Dr. Ashwin Ashok is an Assistant Professor in the Dept. of Computer Science at Georgia State University (GSU) since Spring 2017 and direct the MORSE Studio. His research group focuses on emerging technologies in Mobile and Robotic Systems through experiential research. His work spans areas in communications and networking, robotics, environmental systems and privacy/security. He completed my postdoctoral research from Carnegie Mellon University in 2016 and my Ph.D. from Wireless Information Network Lab (WINLAB) at Rutgers University in 2014. His thesis pioneered camera–based communication through a novel concept called visual MIMO. He has founded and continues to co–chair the ACM Wearable Systems and Applications (WearSys) workshop since 2015. He serves on the program committee for several ACM and IEEE conferences and journals, Editor for Elsevier Vehicular Communications, Guest Editor for the special issue on Visible Light and Camera Communications in MDPI Electronics journal, and in the working committee for IEEE P1920.2 (Vehicle to Vehicle Communications for Unmanned Aircraft Systems) standard.
Dr. Anu Bourgeois’ research focuses on algorithm design, architecture, fault tolerance, and energy efficiency for wireless and optical networks. She has proposed a dynamically reconfigurable model composed of pipelined optical buses and developed a number of efficient algorithms for the model, including some for molecular dynamics simulation and image processing. She is currently working on issues for wireless sensor networks. These networks have a wide range of applications such as industrial and commercial control and monitoring, military, automotive sensing, health care, and precision agriculture. The nodes in the network coordinate to perform a common task, so the problem of energy waste can cause node failure and eventually make the whole network unusable because of network partition. To address these issues, she is studying methods to extend the lifetime for wireless sensor networks. This includes developing energy efficient protocols, optimizing the utilization of resources available, and investigating techniques to defend against malicious attacks.
Dr. Angryk
Dr. Raj Sunderraman's research focuses on deductive databases and logic programming, data modeling, knowledge engineering, Semantic Web, bioinformatics, geoinformatics. Incomplete and inconsistent databases: This research deals with methods to effectively represent and query various kinds of incompleteness and inconsistencies in relational databases. In early research, pioneering work was done to represent and query relational database with disjunctive information. Later, for the first time, a data model and relational algebra was introduced to represent and query relational databases under the open world assumption with explicit negative data. More recently, data models for degrees of exclusive disjunctions as well as generalized disjunctions in paraconsistent databases have been developed. Bioinformatics/neuroinformatics: Research in bioinformatics involves the invention as well as application of database and knowledge-base technologies in the life science domain. One of the projects involves the design and implementation of a knowledge-base to catalog neuronal circuitry. NeuronBank is a web-based tool that we have developed for cataloging, searching, and analyzing neuronal circuitry within and across species. Information from a single species is represented in an individual branch of NeuronBank.
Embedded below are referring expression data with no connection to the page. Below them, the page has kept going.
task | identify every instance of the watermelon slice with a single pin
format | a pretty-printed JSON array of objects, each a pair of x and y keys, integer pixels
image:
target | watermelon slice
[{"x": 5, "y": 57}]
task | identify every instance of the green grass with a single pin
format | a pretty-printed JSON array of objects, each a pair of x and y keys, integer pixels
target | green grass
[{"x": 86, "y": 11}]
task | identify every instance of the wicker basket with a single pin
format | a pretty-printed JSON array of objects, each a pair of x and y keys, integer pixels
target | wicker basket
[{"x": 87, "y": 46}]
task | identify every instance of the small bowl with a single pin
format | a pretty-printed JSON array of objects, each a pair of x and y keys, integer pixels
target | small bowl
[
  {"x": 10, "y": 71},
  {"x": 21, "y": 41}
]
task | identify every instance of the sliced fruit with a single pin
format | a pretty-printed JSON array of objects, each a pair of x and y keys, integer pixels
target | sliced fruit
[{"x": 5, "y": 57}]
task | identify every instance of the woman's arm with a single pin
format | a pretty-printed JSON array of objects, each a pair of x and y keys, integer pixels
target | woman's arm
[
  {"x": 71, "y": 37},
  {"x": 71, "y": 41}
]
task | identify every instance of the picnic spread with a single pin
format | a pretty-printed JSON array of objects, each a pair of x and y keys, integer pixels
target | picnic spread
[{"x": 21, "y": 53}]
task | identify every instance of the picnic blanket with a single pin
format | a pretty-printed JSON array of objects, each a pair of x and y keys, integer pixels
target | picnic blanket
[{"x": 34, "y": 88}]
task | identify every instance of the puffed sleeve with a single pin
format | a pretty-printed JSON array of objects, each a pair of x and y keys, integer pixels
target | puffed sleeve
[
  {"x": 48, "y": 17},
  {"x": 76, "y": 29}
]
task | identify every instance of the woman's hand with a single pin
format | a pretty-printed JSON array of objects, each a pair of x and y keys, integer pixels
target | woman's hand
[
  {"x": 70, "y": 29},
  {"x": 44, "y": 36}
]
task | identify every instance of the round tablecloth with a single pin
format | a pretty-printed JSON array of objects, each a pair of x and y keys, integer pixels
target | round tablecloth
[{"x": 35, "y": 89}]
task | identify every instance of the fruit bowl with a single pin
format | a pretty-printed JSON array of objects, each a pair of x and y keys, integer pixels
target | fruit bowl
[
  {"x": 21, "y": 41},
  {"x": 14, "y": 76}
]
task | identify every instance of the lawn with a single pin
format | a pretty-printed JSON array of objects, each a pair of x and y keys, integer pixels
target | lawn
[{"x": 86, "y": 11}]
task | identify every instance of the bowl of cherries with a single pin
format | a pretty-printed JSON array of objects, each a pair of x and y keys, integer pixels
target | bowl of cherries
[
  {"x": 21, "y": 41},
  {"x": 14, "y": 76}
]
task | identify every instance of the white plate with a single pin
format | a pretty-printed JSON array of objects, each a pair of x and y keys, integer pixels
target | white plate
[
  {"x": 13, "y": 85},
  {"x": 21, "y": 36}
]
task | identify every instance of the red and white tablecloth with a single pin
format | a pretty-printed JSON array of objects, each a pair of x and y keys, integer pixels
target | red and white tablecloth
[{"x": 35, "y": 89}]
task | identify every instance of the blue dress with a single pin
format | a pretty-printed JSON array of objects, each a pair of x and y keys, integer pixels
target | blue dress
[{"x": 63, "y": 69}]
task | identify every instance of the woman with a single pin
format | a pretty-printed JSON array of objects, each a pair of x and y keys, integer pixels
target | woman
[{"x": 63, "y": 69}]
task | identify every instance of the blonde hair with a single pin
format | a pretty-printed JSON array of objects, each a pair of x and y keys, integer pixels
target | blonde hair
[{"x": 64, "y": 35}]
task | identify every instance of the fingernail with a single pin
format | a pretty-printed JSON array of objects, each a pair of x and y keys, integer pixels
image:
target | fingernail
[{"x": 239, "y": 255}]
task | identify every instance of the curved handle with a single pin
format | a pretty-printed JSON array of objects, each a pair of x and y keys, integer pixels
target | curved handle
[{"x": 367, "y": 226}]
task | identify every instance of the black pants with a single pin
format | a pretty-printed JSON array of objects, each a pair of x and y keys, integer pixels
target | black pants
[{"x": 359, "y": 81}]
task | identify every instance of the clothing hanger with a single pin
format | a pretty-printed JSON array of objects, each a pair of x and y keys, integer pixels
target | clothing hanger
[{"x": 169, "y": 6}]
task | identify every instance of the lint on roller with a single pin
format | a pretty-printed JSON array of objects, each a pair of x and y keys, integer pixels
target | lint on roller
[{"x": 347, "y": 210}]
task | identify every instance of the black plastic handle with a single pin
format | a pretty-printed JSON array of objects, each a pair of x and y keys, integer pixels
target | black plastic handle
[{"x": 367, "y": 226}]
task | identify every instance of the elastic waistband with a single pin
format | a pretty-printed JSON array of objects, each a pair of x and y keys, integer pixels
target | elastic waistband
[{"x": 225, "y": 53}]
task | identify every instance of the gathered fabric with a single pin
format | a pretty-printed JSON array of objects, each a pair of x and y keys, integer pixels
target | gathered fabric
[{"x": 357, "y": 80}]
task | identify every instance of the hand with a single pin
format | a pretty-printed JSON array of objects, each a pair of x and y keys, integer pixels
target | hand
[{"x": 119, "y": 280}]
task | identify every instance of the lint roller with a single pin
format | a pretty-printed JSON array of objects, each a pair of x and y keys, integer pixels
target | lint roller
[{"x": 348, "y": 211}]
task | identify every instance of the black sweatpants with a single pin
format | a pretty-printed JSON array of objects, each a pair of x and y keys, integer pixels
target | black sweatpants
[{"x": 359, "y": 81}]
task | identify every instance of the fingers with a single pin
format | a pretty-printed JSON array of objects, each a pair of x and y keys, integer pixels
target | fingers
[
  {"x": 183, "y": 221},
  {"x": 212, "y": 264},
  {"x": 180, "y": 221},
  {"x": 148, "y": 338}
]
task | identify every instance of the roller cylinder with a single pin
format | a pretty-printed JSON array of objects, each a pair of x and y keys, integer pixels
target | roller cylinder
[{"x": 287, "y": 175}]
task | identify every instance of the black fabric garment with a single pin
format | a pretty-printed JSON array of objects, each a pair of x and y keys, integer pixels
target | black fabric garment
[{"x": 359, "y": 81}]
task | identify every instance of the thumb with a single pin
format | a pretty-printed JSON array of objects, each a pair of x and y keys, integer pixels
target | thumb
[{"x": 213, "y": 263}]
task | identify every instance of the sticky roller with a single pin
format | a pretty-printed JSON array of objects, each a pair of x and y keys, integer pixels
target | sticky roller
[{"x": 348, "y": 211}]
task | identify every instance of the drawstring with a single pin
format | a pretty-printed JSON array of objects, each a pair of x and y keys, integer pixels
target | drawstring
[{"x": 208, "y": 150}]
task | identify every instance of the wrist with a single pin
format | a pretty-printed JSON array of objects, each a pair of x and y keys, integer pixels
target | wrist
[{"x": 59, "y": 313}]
Users can search within a branch or perform queries across branches to look for similarities in neuronal circuits across species. The branches allow for an extensible ontology so that additional characteristics can be added as knowledge grows. In another project, we have developed a programming environment to store, query, and manipulate protein structure data. The structure data from the Protein Data Bank (PDB) is imported into an object-oriented database; a middleware system allows life scientists to work with protein structure data without having to learn much of the computer representation of the data.
Dr. Belkasim
Dr. Yingshu Li received her PhD and MS degrees from the Department of Computer Science and Engineering at University of Minnesota-Twin Cities. She received her BS degree from the Department of Computer Science and Engineering at Beijing Institute of Technology, China. Dr. Li is currently a Professor in the Department of Computer Science at Georgia State University. Her research interests include Privacy-aware Computing, Internet of Things, Social Networks, and Wireless Networking. Dr. Li is the recipient of an NSF CAREER Award. Dr. Li’s research has been being supported by the National Science Foundation, U.S. Department of State, and some other academic and industrial sponsors. Dr. Li regularly publishes in scholarly journals, conference proceedings, and books, and her publications have received more than 10,000 citations.